Chinese and Burmese Involvements in the Politics of Sipsongpanna in 1837: Descriptions in Captain McLeod’s JournalChinese and Burmese Involvements in the Politics of Sipsongpanna in 1837: Descriptions in Captain McLeod’s Journal
13 , 2016-03 , School of Letters, Nagoya University
Sipsongpanna was a Tai pre-modern state located at the southernmost part of present-day Yunnan Province of China. Sipsongpanna paid tribute to both the Chinese and Burmese dynasties. This paper illustrates how China and Burma were involved in the politics and culture of Sipsongpanna in 1837 by analysing Captain McLeod’s 1837 Journal as a main source of information. It was found that the court of Sipsongpanna was influenced by Chinese culture, especially the costume and language. The court had Chinese clerks and a secretary who took minutes of official meetings and prepared dispatches for China. However, there was no institutionalized high position for Chinese in the court of Sipsongpanna. On the other hand, the Burmese Sitke, the resident military officer, was treated as one of the highest-ranking persons in the court.
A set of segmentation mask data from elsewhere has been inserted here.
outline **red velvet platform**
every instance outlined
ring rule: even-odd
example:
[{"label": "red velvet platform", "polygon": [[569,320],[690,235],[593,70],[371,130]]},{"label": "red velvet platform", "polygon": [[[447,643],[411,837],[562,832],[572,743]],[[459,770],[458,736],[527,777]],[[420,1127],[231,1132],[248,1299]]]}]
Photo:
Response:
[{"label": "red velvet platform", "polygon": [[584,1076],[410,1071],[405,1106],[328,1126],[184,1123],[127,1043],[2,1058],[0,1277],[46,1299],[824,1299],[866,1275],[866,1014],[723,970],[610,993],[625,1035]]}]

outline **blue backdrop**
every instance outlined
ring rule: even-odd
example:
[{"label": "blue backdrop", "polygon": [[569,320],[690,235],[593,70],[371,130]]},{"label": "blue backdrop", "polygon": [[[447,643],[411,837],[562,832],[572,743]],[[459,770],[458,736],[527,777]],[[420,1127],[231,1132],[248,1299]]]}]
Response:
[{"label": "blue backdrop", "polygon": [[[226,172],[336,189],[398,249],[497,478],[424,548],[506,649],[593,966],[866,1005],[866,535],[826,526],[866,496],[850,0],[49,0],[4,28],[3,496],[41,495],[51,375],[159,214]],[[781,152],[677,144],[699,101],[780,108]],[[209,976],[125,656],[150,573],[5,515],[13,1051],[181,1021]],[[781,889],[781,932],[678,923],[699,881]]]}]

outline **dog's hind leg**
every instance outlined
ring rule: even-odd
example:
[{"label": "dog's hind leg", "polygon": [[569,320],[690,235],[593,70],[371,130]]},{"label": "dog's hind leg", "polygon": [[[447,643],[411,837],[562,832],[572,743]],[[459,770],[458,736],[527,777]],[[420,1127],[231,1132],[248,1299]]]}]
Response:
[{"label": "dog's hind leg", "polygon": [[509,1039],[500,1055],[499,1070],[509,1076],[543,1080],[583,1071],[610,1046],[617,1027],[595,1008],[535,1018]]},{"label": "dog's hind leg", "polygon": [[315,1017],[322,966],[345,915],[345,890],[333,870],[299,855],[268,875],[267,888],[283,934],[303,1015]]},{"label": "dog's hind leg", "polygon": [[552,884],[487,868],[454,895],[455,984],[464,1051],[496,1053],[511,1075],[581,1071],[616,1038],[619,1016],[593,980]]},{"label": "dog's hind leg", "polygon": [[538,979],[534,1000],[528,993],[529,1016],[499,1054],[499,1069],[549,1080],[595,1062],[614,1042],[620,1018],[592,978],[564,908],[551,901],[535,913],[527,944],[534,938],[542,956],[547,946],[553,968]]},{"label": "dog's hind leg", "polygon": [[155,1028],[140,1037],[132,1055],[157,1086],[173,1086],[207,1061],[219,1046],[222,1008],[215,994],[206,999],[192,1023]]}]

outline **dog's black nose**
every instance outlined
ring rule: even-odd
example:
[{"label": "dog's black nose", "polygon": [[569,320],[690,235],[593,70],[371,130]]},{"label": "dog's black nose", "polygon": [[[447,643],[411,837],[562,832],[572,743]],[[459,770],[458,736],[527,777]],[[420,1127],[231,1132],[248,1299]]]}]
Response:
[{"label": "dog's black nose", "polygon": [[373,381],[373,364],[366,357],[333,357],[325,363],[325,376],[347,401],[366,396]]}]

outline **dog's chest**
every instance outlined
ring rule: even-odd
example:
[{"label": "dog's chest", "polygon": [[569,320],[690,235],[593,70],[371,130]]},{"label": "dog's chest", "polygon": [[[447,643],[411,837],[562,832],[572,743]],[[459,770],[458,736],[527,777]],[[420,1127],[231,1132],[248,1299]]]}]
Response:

He had rights to participate in formal meetings and parties at the court. The Sitke and his followers were supplied by Sipsongpanna with provisions. The Sitke also regularly received considerable amounts of money from tolls levied on crossing the Mekong River. The Sitke was able to exert a strong influence on the decision-making and behaviour of the rulers of Sipsongpanna.